Sean Singer’s first book Discography won the 2001 Yale Series of Younger Poets Prize, selected by W.S. Merwin, and the Norma Farber First Book Award from the Poetry Society of America. He is also the recipient of a Fellowship from the National Endowment for the Arts. He lives in Harlem, New York City.
Sean was my Professor of Advanced Poetry at Hunter College. He was not only an amazing poet, but also an amazing critic. Love his love of jazz. An old soul trapped in the mind of a young, (re)fresh(ing) voice. If you love music, you'll dance in between his words.
Disclaimer: I've "known" the author for a number of years as a fellow member of the Jazz-L mailing list. That said, I voice no personal bias in touting the engaging beauty of this collection. Sean is one of the most gifted young American poets I have ever encountered, and his love of jazz and the arts is echoed marvelously in this collection. Creative wordplay and a deep gift for imagery make this a keeper.
As a musician myself, I appreciated all the music related vocabulary, and sometimes the Gertrude-Stein like nonsense words that served more a rhythmic, musical purpose. However, the poems that touched me the most were the ones in which it became more grounded, such as "Who Can Sy the Bottles of Heaven", "Loss" (both of them), "The Gift," and "'Dear heart, how like you this?'". The loss and loneliness that appeared in many of these poems felt more real, and while the jazzy bebop word passages gave a lightness and playful tone to the overarching themes, there is less of a desire to return to those pieces once they were done (they feel like one-offs), whereas his grounded poems I want to come back to and feel those feelings again. Overall though, props for the way it challenged me and was inventive and I can see how it won the Yale Series of Younger Poets award.

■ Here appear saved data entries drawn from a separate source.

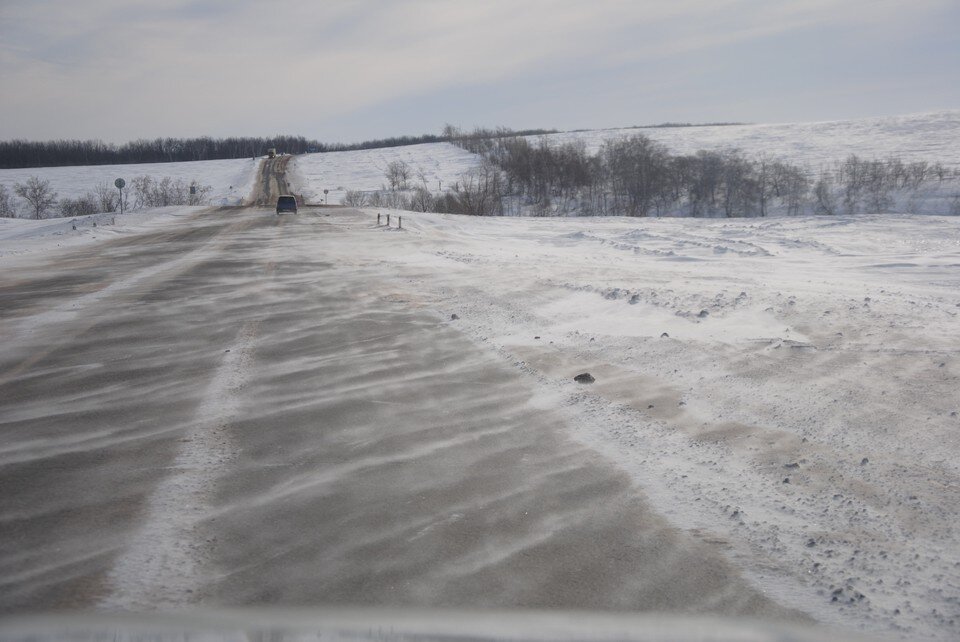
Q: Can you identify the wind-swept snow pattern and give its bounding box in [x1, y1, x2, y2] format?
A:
[317, 209, 959, 641]
[98, 321, 259, 610]
[0, 209, 805, 629]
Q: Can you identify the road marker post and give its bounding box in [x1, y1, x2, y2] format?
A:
[377, 213, 381, 225]
[398, 216, 402, 229]
[387, 214, 391, 226]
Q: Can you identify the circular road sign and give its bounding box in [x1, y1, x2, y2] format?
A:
[115, 178, 126, 189]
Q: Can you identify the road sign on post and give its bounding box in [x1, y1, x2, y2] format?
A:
[323, 189, 329, 204]
[115, 178, 125, 215]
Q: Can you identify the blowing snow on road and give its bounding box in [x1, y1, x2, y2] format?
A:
[0, 205, 958, 640]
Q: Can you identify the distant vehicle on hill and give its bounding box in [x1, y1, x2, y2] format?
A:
[267, 148, 277, 159]
[276, 195, 297, 215]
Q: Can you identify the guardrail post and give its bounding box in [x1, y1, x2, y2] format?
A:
[398, 216, 402, 229]
[377, 212, 381, 225]
[387, 213, 391, 226]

I’d be curious to read some of his other poetry collections and see if this playful nonsense verse still permeates, or if it ditches the abstract music-based play for more real life insights.

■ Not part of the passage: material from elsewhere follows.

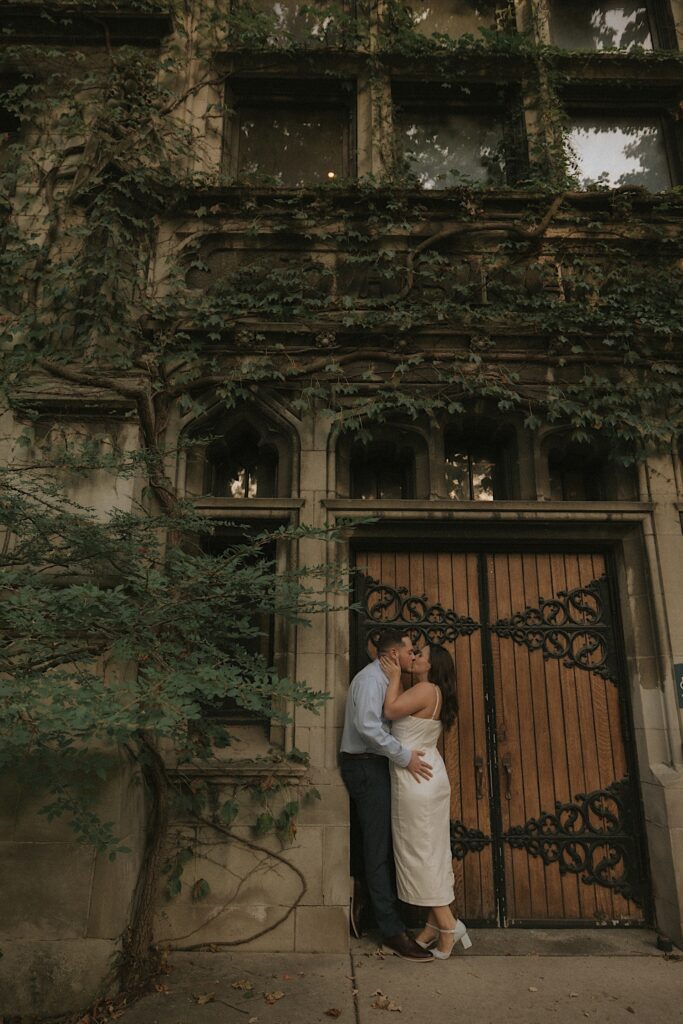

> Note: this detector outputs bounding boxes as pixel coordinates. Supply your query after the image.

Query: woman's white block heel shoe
[431,920,472,958]
[415,922,439,950]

I picked up this collection of poetry at a used bookstore in Texas, partly because the forward is by W. S. Merwin, a poet I admire and have read for over 50 years. After reading the book and finding most of the poems rather obscure, I still think that Merwin's forward may have been a good reason to purchase this one.
The poems in the first half of Discography are music-themed; I read that section quickly. After a long break, I read the second half of the book more slowly, a poem or two at a time. These are rich poems, but they're not "easy." Singer reminds me of Wallace Stevens - not that there is much superficial similarity between their poetry, but because Singer's use of language is sometimes as dense and enigmatic as that of Stevens.
There's much beauty here; some of it feels just out of my reach. Nothing wrong with that - I look forward to reading these poems again.